Georgina Stanley Reid immigra au Canada avec ses parents, qui s’établirent à Port Hope. En 1860, elle entra à la Toronto Normal School, où elle obtint un brevet d’enseignement de deuxième classe. Elle donna ensuite des leçons chez elle à Port Hope manifestement avec une autre institutrice. En 1865, elle épousa Richard Henry Riches, du comté de Simcoe ; âgé de 40 ans, il avait déjà des enfants d’un précédent mariage. En 1871, les Riches vivaient à Toronto et tenaient une pension rue Adelaide Ouest. Quelque temps après la naissance de leur deuxième fils, en juillet 1872, Richard quitta Georgina, mais elle continua de tenir la pension.

En septembre 1875, Mme Riches fut engagée par le Toronto Public School Board pour enseigner aux élèves de cinquième à la Niagara Street School. Institutrice de mérite, elle fut promue à la junior second-book class à la même école en 1876, à la senior second-book class de la George Street School en 1877, puis à l’école de l’Orphans’ Home en 1878. Une pétition présentée en 1878 par 37 personnes et demandant son retour à la Niagara Street School témoigne dans une certaine mesure de sa compétence. Quatre ans plus tard, elle fit donner un concert par 24 enfants de l’Orphans’ Home devant les membres de l’Ontario Educational Association réunis en congrès.

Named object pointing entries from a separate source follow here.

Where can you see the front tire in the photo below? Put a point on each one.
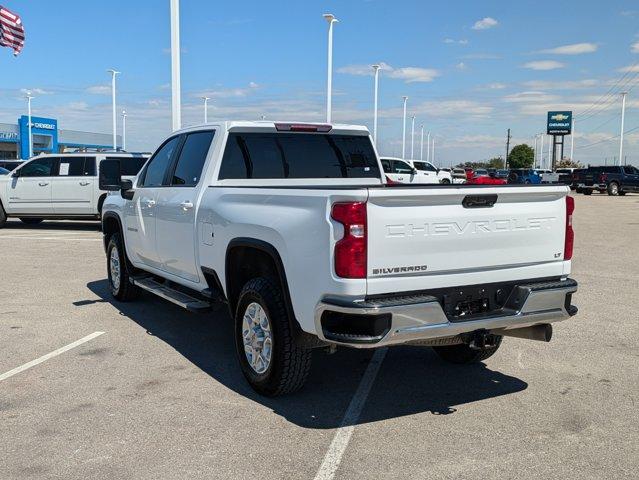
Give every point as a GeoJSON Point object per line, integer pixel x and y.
{"type": "Point", "coordinates": [463, 354]}
{"type": "Point", "coordinates": [119, 280]}
{"type": "Point", "coordinates": [272, 361]}
{"type": "Point", "coordinates": [31, 221]}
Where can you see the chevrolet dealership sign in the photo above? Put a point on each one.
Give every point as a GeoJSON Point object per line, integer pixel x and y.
{"type": "Point", "coordinates": [559, 123]}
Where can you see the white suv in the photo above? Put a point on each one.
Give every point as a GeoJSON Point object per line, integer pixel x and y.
{"type": "Point", "coordinates": [60, 186]}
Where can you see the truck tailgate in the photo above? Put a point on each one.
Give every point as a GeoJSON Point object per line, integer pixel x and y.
{"type": "Point", "coordinates": [422, 238]}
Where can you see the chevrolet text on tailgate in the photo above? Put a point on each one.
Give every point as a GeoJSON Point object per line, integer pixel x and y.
{"type": "Point", "coordinates": [295, 228]}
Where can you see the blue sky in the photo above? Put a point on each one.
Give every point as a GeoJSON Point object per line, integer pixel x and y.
{"type": "Point", "coordinates": [471, 69]}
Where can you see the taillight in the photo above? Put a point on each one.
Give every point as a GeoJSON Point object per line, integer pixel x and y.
{"type": "Point", "coordinates": [350, 251]}
{"type": "Point", "coordinates": [570, 233]}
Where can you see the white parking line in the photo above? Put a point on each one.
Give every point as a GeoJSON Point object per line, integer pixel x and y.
{"type": "Point", "coordinates": [343, 434]}
{"type": "Point", "coordinates": [46, 357]}
{"type": "Point", "coordinates": [63, 239]}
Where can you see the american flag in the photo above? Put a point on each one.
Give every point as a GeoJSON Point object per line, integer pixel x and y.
{"type": "Point", "coordinates": [11, 30]}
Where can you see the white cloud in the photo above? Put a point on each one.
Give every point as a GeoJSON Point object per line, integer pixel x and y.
{"type": "Point", "coordinates": [414, 74]}
{"type": "Point", "coordinates": [629, 68]}
{"type": "Point", "coordinates": [229, 92]}
{"type": "Point", "coordinates": [363, 70]}
{"type": "Point", "coordinates": [408, 74]}
{"type": "Point", "coordinates": [529, 97]}
{"type": "Point", "coordinates": [573, 49]}
{"type": "Point", "coordinates": [561, 85]}
{"type": "Point", "coordinates": [481, 56]}
{"type": "Point", "coordinates": [485, 23]}
{"type": "Point", "coordinates": [35, 91]}
{"type": "Point", "coordinates": [451, 41]}
{"type": "Point", "coordinates": [99, 90]}
{"type": "Point", "coordinates": [543, 65]}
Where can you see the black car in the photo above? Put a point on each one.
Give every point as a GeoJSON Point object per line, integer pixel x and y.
{"type": "Point", "coordinates": [615, 180]}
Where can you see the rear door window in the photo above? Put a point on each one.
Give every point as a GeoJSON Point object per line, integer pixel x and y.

Le 6 septembre 1882, Georgina Stanley Riches accéda à la direction de la Palace Street School, à l’angle des rues Front et Cherry, ce qui suscita immédiatement la controverse. Un certain nombre d’institutrices détenant des brevets plus élevés parlèrent de « favoritisme malavisé ». En outre, deux groupes déposèrent une pétition contre la nomination d’une femme à la direction, soit les contribuables du quartier St Lawrence et les parents des élèves de l’école. Par contre, 97 autres résidents et contribuables se dirent heureux de la nomination de Mme Riches. On découvrit cependant que cette nomination allait à l’encontre d’une directive du conseil scolaire. En effet, la Palace Street School comptait une senior third-book class, et la directive en question disait : « un instituteur ne détenant pas un brevet de première classe ne peut être promu à une position plus élevée que celle d’instituteur de junior third book class ». Un commissaire qui n’avait pas la langue dans sa poche, le marchand torontois William Lamb, aurait déclaré que c’était un « scandale » que Mme Riches reçoive 750 $ par an alors que sa propre femme, du temps où elle enseignait, ne recevait que 250 $. À cela, Mme Riches aurait rétorqué : « peut-être ne valait-elle pas davantage ». Finalement, le 18 octobre, à la suite d’une décision de l’inspecteur James Laughlin Hughes*, la Palace Street School fut reclassifiée junior third-book school et Mme Riches, dont le salaire en 1881 avait été de 475 $, fut réinstallée dans ses fonctions de directrice à un salaire de 650 $.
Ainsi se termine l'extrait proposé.